I am zealously protective of my freedom. That freedom is severely curtailed if I adopt the viewpoint that I need an escort to walk around at night. Women need to be able to wander around by themselves, to take the late bus home after getting drunk downtown, to stroll over to friends' houses after dark. They shouldn't have the additional economic burden of having to have a car just because they're female. It's not fair or reasonable.

Part of our fear is due to a common misconception about rape. American women are frequently subjected to sexual violence, but it's not from crazy men jumping out from the bushes. It's at the hands of men they know. Really, a woman is safer walking home alone than she is with a male friend.

There's also a frequent worry about "bad" neighborhoods. Now, if you actually have statistics that X neighborhood has an unusually high rate of stranger-rapes and muggings, that's one thing. But mostly people just equate black neighborhood with "bad" neighborhood, and I refuse to participate in that.

It's up to each of us, obviously, to decide when and where we feel safe. I happen to feel safe walking home alone after dark in Gainesville. After all, they caught Danny Rolling.


  1. To me, your post touches on two of the most important things to think about in this kind of scenario: event probability and event valuation.

    Given a set of events X = {x|x is an event} with a set of event probabilities P = {P(x)|P(x) is the probability of event x} and a set of event valuations V = {V(x)|V(x) is the value ascribed to event x}, the expectation value is given by = sum (over x in X) V(x) * P(x). Both P and V are dependent on the priors for the person experiencing the events.

    So for you, the set of possible events for walking home at night includes violent assault but the probability is low and the comparative valuation based on your desire for freedom is relatively low. Thus your expected value for walking home has a high personal valuation.

    I find this type of approach useful in understanding many situations where I see someone take a different approach than I (or someone else) would have. For instance, take a bar setting where a man approaches a women and tries to chat her up. Though the event is the same, the priors can be quite different. For a man, the event can easily have a slight positive or neutral valuation (e.g., they have little risk of bodily harm, and they might have a positive encounter (however they define that)). For a women, the event can easily have a negative valuation (e.g., most of the men who have tried to chat them up before were jerks who wasted her time and reminded her about how much the patriarchy sucks).

    For me, as a privileged person, I find it useful to help me remember that my experiences are not universal, as your post states.

  2. Andrew, if you don't write a guest post for us soon, I'm going to start taking your comments and publishing them as posts instead :D

  3. You're free to bump my comments, if you like, but this one in particular needs a few charts.

  4. One thing that I find interesting about the worries about certain neighborhoods etc is that it makes the monster "Out There," which, as you pointed out, is unlikely.

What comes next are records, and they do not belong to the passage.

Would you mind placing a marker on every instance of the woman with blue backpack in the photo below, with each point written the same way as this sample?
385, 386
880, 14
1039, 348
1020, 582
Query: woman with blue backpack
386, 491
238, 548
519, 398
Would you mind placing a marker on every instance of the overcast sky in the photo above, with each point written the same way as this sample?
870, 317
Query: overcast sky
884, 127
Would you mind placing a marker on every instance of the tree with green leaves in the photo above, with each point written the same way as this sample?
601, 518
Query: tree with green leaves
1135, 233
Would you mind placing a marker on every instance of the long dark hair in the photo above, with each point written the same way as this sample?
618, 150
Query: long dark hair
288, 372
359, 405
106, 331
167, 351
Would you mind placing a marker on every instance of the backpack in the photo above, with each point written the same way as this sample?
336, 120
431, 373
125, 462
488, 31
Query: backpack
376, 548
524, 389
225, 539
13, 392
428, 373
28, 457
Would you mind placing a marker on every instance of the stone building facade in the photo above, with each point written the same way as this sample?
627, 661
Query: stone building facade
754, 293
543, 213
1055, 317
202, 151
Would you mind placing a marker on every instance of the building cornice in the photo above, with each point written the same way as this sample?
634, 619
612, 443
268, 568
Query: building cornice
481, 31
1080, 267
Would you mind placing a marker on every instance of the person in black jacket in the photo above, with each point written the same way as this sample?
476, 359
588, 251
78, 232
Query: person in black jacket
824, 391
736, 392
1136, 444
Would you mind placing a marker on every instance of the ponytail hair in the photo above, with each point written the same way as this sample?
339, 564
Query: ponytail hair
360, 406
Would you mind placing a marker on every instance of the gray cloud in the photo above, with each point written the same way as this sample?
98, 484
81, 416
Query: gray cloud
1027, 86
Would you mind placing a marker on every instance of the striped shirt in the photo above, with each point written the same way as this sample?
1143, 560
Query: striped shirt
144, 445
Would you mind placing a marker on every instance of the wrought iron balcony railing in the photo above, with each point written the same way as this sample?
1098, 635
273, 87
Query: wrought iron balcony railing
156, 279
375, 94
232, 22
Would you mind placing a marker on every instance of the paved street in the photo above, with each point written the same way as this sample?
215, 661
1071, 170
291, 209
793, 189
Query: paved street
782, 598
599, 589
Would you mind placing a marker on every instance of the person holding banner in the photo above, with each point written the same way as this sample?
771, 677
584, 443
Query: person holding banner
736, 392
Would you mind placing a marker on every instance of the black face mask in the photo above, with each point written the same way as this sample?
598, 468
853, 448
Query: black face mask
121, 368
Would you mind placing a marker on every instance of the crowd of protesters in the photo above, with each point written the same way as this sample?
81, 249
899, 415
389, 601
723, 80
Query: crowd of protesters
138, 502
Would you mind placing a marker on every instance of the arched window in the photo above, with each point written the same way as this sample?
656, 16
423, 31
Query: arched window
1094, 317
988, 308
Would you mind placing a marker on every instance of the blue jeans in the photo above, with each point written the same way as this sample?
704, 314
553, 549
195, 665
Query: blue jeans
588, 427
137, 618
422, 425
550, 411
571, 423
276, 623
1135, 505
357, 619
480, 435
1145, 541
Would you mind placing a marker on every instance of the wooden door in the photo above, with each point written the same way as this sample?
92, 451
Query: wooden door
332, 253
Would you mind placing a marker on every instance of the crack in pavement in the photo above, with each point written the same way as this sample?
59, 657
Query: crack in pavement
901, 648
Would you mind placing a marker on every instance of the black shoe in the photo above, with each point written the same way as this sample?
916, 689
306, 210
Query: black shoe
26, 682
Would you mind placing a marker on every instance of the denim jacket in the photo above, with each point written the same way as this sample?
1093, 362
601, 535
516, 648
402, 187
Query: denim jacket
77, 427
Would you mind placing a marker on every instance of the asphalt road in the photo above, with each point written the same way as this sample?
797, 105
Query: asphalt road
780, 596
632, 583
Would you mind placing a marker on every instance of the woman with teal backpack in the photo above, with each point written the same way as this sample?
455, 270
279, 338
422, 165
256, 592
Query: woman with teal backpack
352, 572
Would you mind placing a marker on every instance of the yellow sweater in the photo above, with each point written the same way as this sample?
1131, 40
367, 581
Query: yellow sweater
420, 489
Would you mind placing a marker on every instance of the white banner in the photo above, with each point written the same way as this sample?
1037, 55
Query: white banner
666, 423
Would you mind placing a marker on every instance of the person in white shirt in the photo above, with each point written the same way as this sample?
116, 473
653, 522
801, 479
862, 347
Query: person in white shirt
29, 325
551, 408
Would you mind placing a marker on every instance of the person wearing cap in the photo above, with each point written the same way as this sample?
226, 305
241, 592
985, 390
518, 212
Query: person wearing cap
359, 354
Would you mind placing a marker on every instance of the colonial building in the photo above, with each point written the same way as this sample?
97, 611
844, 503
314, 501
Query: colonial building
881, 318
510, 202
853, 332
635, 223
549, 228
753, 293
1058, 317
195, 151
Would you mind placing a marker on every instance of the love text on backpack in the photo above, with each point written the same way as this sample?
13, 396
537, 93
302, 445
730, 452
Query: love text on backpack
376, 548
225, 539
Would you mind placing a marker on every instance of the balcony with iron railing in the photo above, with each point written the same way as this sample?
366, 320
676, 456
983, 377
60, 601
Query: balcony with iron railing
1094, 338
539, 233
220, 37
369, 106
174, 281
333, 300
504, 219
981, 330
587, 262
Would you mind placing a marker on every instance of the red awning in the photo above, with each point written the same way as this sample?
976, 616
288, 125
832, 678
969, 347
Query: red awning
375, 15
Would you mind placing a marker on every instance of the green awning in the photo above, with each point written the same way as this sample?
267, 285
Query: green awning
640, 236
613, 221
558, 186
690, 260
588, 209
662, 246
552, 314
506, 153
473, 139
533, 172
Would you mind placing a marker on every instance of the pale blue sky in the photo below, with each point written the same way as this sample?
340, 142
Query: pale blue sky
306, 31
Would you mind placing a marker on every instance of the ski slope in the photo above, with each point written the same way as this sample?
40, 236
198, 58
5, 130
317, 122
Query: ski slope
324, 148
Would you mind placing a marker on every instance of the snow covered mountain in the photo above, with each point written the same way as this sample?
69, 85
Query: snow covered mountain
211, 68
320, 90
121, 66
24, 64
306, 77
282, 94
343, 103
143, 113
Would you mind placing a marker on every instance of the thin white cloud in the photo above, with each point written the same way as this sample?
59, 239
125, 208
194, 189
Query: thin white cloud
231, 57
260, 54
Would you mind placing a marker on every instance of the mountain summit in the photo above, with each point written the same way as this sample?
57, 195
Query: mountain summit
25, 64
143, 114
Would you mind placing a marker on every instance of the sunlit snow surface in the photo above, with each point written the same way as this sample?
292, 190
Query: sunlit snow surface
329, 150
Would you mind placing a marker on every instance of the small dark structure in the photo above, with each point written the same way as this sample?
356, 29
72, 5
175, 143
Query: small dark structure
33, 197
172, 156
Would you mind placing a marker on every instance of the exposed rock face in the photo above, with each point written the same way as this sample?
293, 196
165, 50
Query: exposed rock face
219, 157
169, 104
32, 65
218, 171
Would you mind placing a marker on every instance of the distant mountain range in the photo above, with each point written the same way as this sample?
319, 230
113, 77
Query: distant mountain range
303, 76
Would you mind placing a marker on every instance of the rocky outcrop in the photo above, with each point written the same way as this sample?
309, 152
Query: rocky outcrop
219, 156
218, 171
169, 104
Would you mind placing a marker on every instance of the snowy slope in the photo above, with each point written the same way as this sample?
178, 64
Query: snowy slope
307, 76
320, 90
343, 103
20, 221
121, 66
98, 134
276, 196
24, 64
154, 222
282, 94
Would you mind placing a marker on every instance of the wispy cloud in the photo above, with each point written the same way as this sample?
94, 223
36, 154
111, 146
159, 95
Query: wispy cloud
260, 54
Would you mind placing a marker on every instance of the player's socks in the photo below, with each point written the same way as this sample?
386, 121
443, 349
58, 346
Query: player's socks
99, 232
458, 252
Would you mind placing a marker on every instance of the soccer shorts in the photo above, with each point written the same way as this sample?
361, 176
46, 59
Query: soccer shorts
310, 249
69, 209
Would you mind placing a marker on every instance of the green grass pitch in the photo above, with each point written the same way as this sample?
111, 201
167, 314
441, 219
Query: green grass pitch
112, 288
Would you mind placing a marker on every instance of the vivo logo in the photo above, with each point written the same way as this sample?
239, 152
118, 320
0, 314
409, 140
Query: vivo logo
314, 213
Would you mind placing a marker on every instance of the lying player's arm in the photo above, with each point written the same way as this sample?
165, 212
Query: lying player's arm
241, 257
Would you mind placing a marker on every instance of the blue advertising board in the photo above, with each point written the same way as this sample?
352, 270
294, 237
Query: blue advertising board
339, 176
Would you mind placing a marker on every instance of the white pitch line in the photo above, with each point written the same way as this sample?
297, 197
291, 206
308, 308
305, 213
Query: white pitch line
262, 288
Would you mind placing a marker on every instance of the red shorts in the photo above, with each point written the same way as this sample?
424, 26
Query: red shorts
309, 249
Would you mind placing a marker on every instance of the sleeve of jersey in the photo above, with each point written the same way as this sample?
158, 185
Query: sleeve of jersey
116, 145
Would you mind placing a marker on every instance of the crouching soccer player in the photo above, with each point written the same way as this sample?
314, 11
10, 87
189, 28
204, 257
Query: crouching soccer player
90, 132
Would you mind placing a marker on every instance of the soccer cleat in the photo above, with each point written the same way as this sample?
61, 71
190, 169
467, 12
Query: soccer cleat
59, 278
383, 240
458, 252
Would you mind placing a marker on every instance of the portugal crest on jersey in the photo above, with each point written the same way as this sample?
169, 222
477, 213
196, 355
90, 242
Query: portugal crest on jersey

Most women (and some men) will be assaulted by men then know or at least they at least know through mutual friends.

    When we do make the monster Out There we ignore the monster within i.e. the ex boyfriend, the mutual friend of friend, the person we meet at a party, etc. It is one way that keeps women in danger.

    There's a similar argument made with the stereotype of homosexual men as child predator. By typecasting the villain as outside the family, people tend not to look for signs of abuse from within their own circle. By keeping the Monster outside of their sphere they unknowingly ignore what might be right in front of them.

  5. @Elizabeth You're totally right about the misrepresentation of dangers, shifting the source to something Out There.

    I think it's similar to how media reports health risks ( -- risks with low morbidity like SARS get less coverage than high morbidity risks like smoking. For various reasons, media exposure differs from reality, which gives people the wrong impression about the relevant prevalence. This is particularly harmful in cases like sexual assault and abduction, as the biggest danger is from those close to the victim. Yet the impression from the media is that all missing children are White blonde girls and that sexual assault happens most in dark alleys and byways.

    Often these narratives reify the notion that femininity is White and fragile, needing to be protected while non-White masculinity is aggressive and threatening. This narrative has existed in some form for at least 150 years, yet it persists (and is present all over the US, not just in the South).